Dass die Firma ESP hervorragende Instrumente produziert, darüber ist sich nicht nur die Fachwelt einig. Doch wie so oft bei hochwertigen Musikinstrumenten, gibt es einen entscheidenden „Kill-Off-Effect“, der spätestens beim Aufrufen des Verkaufspreises für viele Musiker mit nicht so prall gefüllten Brieftaschen eintritt. Um dem entgegenzuwirken, setzt man bei ESP, wie auch viele andere Hersteller auch, auf die Produktion in fernöstlichen Betrieben, denn anders könnte man ein solches Instrument wie unseren heutigen Testkandidaten zu einem Straßenpreis von knapp unter 400,- Euro in den heimischen Läden wohl kaum anbieten. Unter dem Label LTD erhält man also die gesamte Kompetenz und Erfahrung von ESP, zumindest was die eigentliche Fertigung betrifft. Denn die verwendeten Materialien sind zumeist doch von deutlich minderer Qualität als die der ESP-Instrumente, aber für viele eben noch akzeptabel.

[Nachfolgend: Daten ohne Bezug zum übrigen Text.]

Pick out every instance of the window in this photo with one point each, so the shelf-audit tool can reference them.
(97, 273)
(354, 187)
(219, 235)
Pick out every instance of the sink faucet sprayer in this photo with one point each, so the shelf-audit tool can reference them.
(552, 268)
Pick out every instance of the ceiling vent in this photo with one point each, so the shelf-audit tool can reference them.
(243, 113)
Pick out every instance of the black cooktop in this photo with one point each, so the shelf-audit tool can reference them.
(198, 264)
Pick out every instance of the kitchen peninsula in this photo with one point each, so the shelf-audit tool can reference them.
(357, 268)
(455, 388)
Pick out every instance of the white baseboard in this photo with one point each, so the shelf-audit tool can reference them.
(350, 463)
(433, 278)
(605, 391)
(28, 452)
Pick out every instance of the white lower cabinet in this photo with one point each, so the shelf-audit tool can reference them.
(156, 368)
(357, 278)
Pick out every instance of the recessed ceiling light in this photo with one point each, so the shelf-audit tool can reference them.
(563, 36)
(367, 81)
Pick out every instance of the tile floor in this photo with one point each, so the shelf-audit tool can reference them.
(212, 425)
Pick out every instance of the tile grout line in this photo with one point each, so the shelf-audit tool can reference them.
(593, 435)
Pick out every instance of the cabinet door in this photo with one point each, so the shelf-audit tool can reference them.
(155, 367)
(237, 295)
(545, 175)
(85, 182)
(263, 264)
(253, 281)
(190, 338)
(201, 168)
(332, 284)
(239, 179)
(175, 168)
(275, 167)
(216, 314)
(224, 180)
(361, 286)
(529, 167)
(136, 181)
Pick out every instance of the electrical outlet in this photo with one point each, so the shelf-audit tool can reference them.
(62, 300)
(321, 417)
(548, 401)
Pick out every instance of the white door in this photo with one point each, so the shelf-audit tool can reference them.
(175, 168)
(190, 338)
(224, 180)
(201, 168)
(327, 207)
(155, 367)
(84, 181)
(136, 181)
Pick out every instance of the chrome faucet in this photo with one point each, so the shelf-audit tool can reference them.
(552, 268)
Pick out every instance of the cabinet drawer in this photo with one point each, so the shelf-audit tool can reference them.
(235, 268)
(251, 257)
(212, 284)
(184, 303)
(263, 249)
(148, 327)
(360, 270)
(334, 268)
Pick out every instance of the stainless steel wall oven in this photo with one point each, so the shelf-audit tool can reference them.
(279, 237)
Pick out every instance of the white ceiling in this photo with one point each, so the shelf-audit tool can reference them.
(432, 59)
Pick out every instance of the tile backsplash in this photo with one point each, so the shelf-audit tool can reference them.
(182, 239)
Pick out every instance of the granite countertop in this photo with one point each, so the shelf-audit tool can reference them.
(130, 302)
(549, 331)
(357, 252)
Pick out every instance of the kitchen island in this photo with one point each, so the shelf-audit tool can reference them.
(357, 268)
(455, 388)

Das erklärt auch die weite Verbreitung der LTD-Instrumente, gerade im Heavy-Bereich. Und genau dort befindet sich auch eindeutig unser heutiges Testmodell, die LTD EC-330 BK. Schauen wir also mal in einem genauen Amazona-Test, wie weit dieses in Indonesien gefertigte Instrument den Ansprüchen des Hauses ESP, und nicht zuletzt uns Musikern, genügt.

-- Die LTD EC-330 --

— Die LTD EC-330 —

Nackt und schutzlos, also ohne Case und/oder Gigbag, erreicht die LTD EC-330 BK ihren neuen Besitzer. Dieser ist sicher ein Fan von Gibsons Les Paul-Modell, denn das Erscheinungsbild fällt schon auf den ersten Blick dementsprechend eindeutig aus, auch wenn der zweite Blick dann doch prompt einen entscheidenden Unterschied bemerkt. Denn die LTD EC-330 BK besitzt, gegenüber den geleimten Versionen von Gibsons Dauerbrenner-Klassiker, einen geschraubten Hals. Der zweite, genauere Blick erhascht dann auch weitere Unterschiede bezüglich des Shapings des relativ schmalen Bodys, deren Auswirkungen sich natürlich auf den Faktor Gewicht niederschlagen. Gegen ein Les Paul-Modell wirkt die EC-330 BK tatsächlich wie ein wahres Federgewicht. Fairerweise sollte aber auch erwähnt werden, dass der Korpus unseres Testinstrumentes wirklich deutlich schmaler ausfällt als die Mahagoni-Ahorn-Boliden ihrer Formgeberin Les Paul.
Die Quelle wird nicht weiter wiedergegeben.